The sculpture above is titled, My Mum and I (Mama Yangu na Mimi), from 1985, and is made of Avocado (Mparachichi) wood from Van Rampleberg’s family lands. The mother’s itch described by womanist poet and mother, Lucille Clifton, is imprinted, wrinkled, scratched and nicked into the surface of the light avocado wood. In Chelenge’s sculpture, the mothers upward gaze and open mouth convey a feeling of love-led burden, the weight and responsibility of devoted love between mother and cild. She sculpts a child cradled snugly against its mothers chest to breastfeed, carving one branch into two joined bodies. Shape and line offer the nursing child like a new sprout from its mothers chest, modeling the miracle of two bodies becoming one. The child’s hand presses deep into the mothers side creating wrinkle lines, Chelenge’s use of shape and line suggest that mother and child impact each other, that the memories we hold leave traces on us, and that history confronts us with ourselves.

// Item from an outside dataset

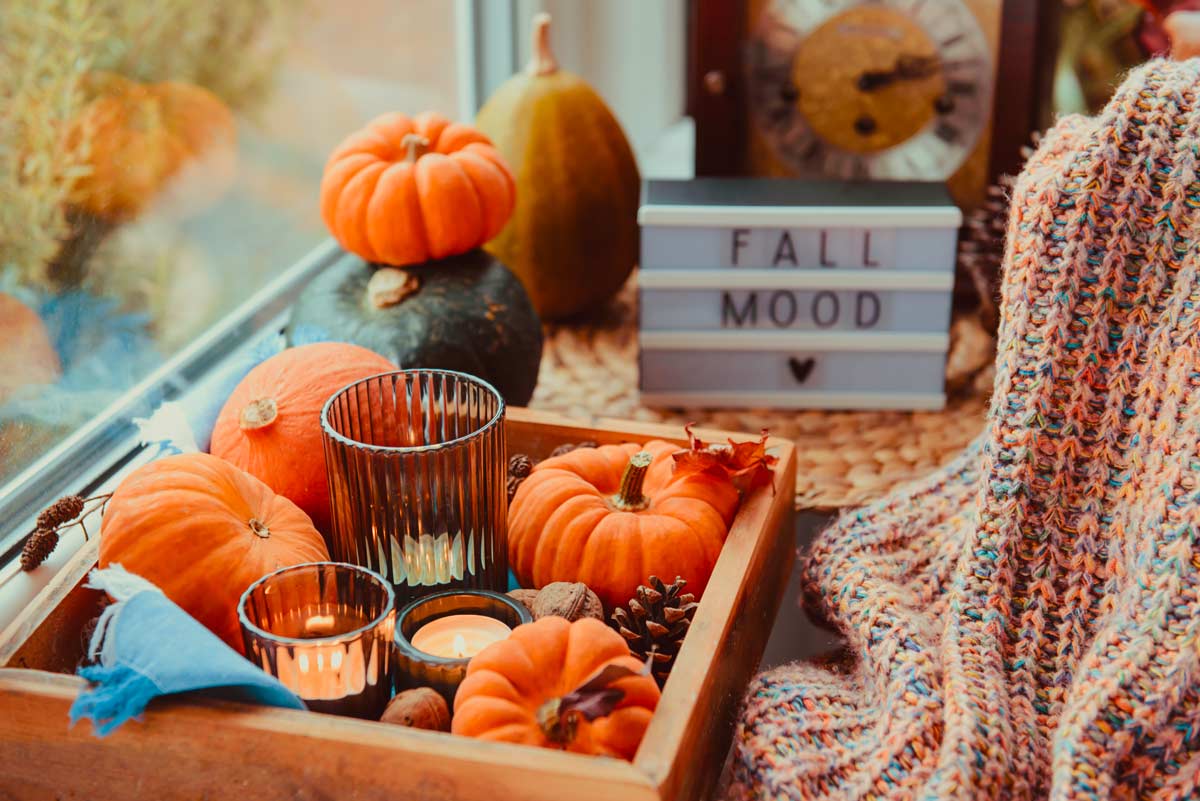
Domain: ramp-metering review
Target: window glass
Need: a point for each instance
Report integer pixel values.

Black Beauty (Mrembo Mweusi), 2004, Sikitoi
The Man I and The Man II, pictured below, are two of Chelenge’s earliest sculptures made in 1992. Hewn from the branch of an Avocado Tree (Mparachichi), she (re)arranges physical features on faces to complicate viewers’ perception of familiar and expected facial patterns. Her use of shape to perplex passive viewing is a clever exercise to for viewers to engage in the conceptual work of visual arts to think critically about the assumptions which follow perception, and about representations of race as constitutive.
Chelenge shared remarkable artworks from the full span of her career in woodcut print, painting, and sculpture. I chose to focus on the later in my writing because her conduction of light, shadow, texture and line as a visual language both challenged and deeply inspired my viewing of sculptures and my formal analysis.